Os pesquisadores também descobriram que o menor investimento na cutícula estava relacionado a taxas de diversificação mais altas. Biólogos costumam usar a diversificação, que reflete com que frequência novas espécies se formam, como um marcador de sucesso evolutivo. Economo observou que muito poucos traços foram associados à diversificação em formigas, tornando esse resultado especialmente notável.

Por que menos armadura pode levar a mais espécies

Exatamente por que a redução no investimento em cutículas promove a especiação ainda não está claro. Uma ideia predominante é que formigas com menores demandas nutricionais podem se expandir para ambientes onde os recursos são limitados.

“Requerer menos nitrogênio pode torná-las mais versáteis e capazes de conquistar novos ambientes,” disse Matte, que iniciou o trabalho durante seu mestrado enquanto estagiava no laboratório de Economo no Instituto de Ciência e Tecnologia de Okinawa, no Japão.

Os autores também sugerem que, à medida que as sociedades de formigas se tornaram mais complexas, as defesas em nível de grupo, como proteção coletiva do ninho e controle de doenças, reduziram a necessidade de armadura pesada para cada indivíduo. Isso pode ter criado um ciclo de reforço, onde o menor investimento na cutícula permite que as colônias cresçam maiores e colônias maiores diminuem ainda mais a pressão para que cada formiga seja fortemente protegida.

“Eu considero isso como a evolução da ‘moleza’,” riu Economo. “Muitas crianças descobriram que os insetos não são todos igualmente robustos.”

Outros organismos sociais, como as térmites, podem ter seguido caminhos evolutivos semelhantes, embora essa possibilidade ainda precise de mais testes.

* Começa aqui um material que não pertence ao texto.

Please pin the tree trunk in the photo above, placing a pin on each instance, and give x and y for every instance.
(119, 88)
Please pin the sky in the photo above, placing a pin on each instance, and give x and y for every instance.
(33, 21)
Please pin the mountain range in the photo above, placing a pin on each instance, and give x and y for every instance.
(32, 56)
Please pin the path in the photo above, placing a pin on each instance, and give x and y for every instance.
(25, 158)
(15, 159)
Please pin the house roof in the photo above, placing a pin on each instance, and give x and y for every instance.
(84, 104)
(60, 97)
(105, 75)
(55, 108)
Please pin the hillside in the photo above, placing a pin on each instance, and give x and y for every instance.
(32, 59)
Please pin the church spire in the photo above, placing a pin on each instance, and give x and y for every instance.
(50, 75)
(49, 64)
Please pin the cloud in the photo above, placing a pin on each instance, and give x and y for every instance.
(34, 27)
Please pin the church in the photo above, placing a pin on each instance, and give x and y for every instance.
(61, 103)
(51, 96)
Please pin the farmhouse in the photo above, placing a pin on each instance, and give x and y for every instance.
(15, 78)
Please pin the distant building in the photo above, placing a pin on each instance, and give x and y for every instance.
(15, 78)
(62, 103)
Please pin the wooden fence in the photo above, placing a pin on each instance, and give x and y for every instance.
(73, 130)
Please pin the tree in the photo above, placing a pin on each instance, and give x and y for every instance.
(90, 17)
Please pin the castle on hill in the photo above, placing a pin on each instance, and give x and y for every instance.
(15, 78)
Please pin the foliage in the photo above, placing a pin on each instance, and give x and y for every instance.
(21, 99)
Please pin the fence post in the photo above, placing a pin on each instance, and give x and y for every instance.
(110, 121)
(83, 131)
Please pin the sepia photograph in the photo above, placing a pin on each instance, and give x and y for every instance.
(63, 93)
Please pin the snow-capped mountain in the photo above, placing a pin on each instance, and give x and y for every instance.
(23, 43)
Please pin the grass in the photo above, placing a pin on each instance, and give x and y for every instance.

O que as sociedades de formigas podem nos ensinar sobre os humanos

Os achados também têm implicações além dos insetos. Os pesquisadores traçam paralelos com a história militar humana, onde cavaleiros fortemente armados foram eventualmente substituídos por soldados especializados, como arqueiros e besteiros. Economo também apontou as Leis de Lanchester — equações matemáticas desenvolvidas durante a Primeira Guerra Mundial que analisam quando grandes números de combatentes mais fracos podem superar uma força menor de combatentes mais fortes.

“O equilíbrio entre quantidade e qualidade está em toda parte. Está na comida que você come, nos livros que você lê, nos filhos que deseja criar,” disse Matte. “Foi fascinante retratar como as formigas lidaram com isso ao longo de sua longa evolução. Podemos ver linhagens tomando direções diferentes, moldadas por diferentes constrangimentos e ambientes, culminando na extraordinária diversidade que observamos hoje.”

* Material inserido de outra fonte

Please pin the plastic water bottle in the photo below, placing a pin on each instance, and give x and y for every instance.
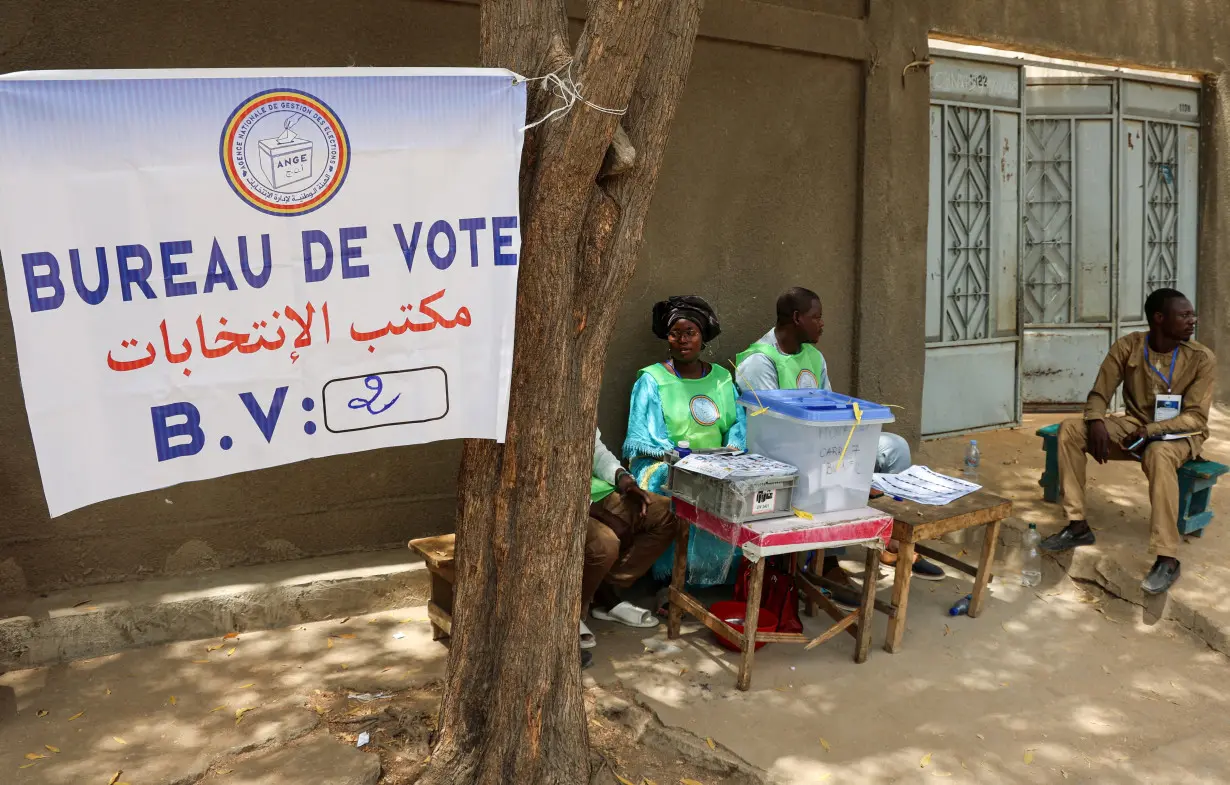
(1031, 569)
(972, 459)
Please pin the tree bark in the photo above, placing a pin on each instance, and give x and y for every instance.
(512, 709)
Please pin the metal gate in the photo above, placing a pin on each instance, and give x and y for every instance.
(1110, 215)
(972, 331)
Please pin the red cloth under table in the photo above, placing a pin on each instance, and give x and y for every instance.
(861, 525)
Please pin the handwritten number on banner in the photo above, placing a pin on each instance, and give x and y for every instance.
(376, 385)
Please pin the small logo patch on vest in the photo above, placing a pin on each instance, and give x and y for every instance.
(704, 410)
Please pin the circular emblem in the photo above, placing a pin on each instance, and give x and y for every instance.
(704, 410)
(284, 151)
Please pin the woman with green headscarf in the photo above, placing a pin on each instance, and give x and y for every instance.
(684, 399)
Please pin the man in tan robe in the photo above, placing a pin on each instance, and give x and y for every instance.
(1167, 388)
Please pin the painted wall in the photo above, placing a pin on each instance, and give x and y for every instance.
(800, 156)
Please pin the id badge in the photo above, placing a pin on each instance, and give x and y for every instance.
(1167, 407)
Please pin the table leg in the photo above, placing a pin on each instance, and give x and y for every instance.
(900, 596)
(814, 570)
(749, 624)
(867, 612)
(678, 578)
(990, 538)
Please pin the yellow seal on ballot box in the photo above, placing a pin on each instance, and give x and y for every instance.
(284, 151)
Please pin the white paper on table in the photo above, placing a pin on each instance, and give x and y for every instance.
(921, 485)
(723, 466)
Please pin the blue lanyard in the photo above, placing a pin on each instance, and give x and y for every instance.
(1172, 358)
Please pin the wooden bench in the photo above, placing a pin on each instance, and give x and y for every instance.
(1196, 480)
(437, 551)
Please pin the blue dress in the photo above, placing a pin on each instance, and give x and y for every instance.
(710, 561)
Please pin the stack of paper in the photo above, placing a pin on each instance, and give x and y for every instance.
(734, 466)
(924, 486)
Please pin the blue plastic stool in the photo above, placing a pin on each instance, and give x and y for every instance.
(1196, 480)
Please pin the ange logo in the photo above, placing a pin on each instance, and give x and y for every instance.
(704, 410)
(284, 151)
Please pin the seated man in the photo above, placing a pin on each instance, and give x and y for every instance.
(785, 358)
(629, 529)
(1167, 388)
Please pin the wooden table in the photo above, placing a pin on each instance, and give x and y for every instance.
(791, 535)
(914, 523)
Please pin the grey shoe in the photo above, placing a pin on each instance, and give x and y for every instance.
(1067, 540)
(1161, 577)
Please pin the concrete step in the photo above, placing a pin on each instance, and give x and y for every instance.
(95, 620)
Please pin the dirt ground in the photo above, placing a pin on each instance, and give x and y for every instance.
(1057, 683)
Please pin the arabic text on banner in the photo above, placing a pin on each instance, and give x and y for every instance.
(213, 272)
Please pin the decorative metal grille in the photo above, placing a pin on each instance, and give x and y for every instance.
(967, 218)
(1161, 206)
(1048, 222)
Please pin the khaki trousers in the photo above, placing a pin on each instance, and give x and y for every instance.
(622, 564)
(1160, 462)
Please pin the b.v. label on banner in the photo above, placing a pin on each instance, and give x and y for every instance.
(213, 272)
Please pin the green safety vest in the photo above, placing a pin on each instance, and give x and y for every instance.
(599, 490)
(795, 372)
(698, 411)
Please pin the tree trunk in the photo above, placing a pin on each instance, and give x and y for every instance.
(512, 710)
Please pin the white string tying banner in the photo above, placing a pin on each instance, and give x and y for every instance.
(561, 84)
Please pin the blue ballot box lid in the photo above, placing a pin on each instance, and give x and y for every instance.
(822, 407)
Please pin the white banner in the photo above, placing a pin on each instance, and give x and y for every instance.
(219, 271)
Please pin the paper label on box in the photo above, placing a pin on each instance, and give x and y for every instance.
(765, 501)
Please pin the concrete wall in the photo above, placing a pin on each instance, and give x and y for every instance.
(800, 156)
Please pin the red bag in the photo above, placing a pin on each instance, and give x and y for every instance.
(779, 594)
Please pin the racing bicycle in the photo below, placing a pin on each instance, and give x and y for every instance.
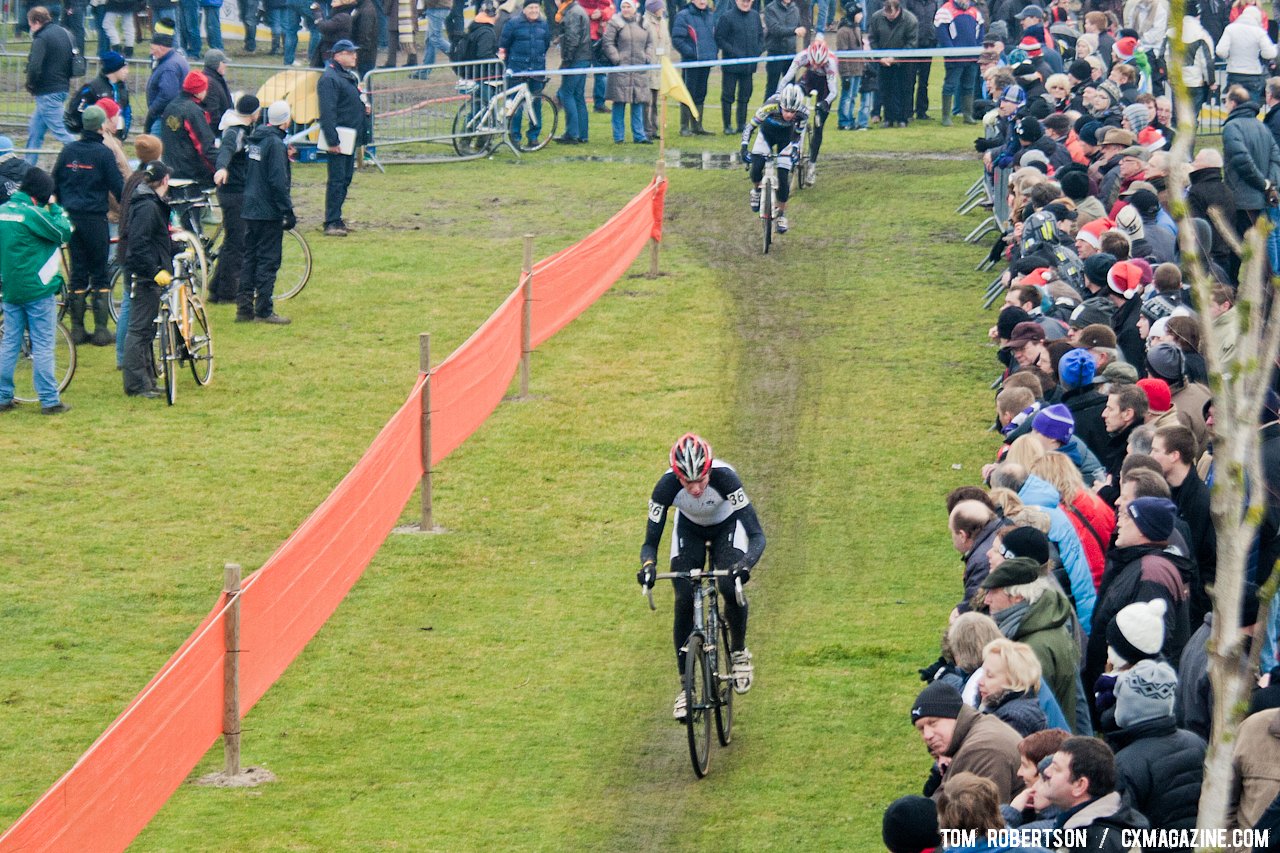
(708, 678)
(488, 117)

O artigo, “A evolução de trabalhadores mais baratos facilitou sociedades maiores e acelerou a diversificação em formigas,” foi publicado na revista Science Advances em 19 de dezembro de 2025.

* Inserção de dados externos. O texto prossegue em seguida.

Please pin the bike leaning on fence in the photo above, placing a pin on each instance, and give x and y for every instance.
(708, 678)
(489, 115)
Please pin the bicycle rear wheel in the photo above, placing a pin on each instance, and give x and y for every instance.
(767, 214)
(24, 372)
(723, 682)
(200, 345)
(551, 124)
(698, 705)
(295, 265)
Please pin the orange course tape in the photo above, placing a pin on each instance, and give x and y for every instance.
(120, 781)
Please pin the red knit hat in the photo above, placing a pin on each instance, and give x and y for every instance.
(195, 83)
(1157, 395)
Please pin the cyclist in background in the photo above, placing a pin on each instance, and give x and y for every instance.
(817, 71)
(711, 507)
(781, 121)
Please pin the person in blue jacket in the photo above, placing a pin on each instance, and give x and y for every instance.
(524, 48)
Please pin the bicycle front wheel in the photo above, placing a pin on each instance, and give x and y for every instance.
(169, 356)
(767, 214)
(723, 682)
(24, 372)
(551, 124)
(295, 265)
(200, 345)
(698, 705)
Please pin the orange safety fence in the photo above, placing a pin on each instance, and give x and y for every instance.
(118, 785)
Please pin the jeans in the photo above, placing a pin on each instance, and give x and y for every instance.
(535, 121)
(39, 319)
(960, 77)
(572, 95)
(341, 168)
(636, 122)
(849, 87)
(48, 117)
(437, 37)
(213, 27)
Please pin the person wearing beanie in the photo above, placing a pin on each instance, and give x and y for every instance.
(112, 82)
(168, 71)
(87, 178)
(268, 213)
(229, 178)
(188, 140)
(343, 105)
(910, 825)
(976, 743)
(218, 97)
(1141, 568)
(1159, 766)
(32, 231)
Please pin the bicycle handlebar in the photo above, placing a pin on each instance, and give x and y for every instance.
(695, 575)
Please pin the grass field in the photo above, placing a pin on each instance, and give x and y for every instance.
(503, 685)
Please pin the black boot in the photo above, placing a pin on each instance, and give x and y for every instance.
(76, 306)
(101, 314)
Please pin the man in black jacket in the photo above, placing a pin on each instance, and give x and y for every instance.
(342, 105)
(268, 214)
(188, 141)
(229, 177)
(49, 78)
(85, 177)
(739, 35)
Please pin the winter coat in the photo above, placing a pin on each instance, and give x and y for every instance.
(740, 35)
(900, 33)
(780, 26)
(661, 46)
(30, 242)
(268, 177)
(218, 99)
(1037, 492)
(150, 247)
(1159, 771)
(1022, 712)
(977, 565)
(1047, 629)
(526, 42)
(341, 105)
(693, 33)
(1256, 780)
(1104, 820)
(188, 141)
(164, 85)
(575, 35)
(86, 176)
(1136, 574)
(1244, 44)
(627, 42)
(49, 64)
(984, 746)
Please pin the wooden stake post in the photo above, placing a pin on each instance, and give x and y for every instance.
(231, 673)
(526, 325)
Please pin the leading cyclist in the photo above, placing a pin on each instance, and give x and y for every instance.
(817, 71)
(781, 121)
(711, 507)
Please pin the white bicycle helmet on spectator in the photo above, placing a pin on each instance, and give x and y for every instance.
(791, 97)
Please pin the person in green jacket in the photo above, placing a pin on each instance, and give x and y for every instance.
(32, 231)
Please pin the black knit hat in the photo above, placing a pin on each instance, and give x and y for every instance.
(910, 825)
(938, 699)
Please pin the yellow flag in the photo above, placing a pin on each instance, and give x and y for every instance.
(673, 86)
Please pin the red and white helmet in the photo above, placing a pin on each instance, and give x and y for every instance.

Esta pesquisa foi apoiada pelo Instituto de Ciência e Tecnologia de Okinawa, pela Sociedade Japonesa para a Promoção da Ciência KAKENHI (24K01785), pela Universidade de Cambridge e pelo Fundo de Pesquisa Geral 2022/2023 (17121922) do Conselho de Pesquisa de Hong Kong. Este artigo não reflete necessariamente as opiniões dessas organizações.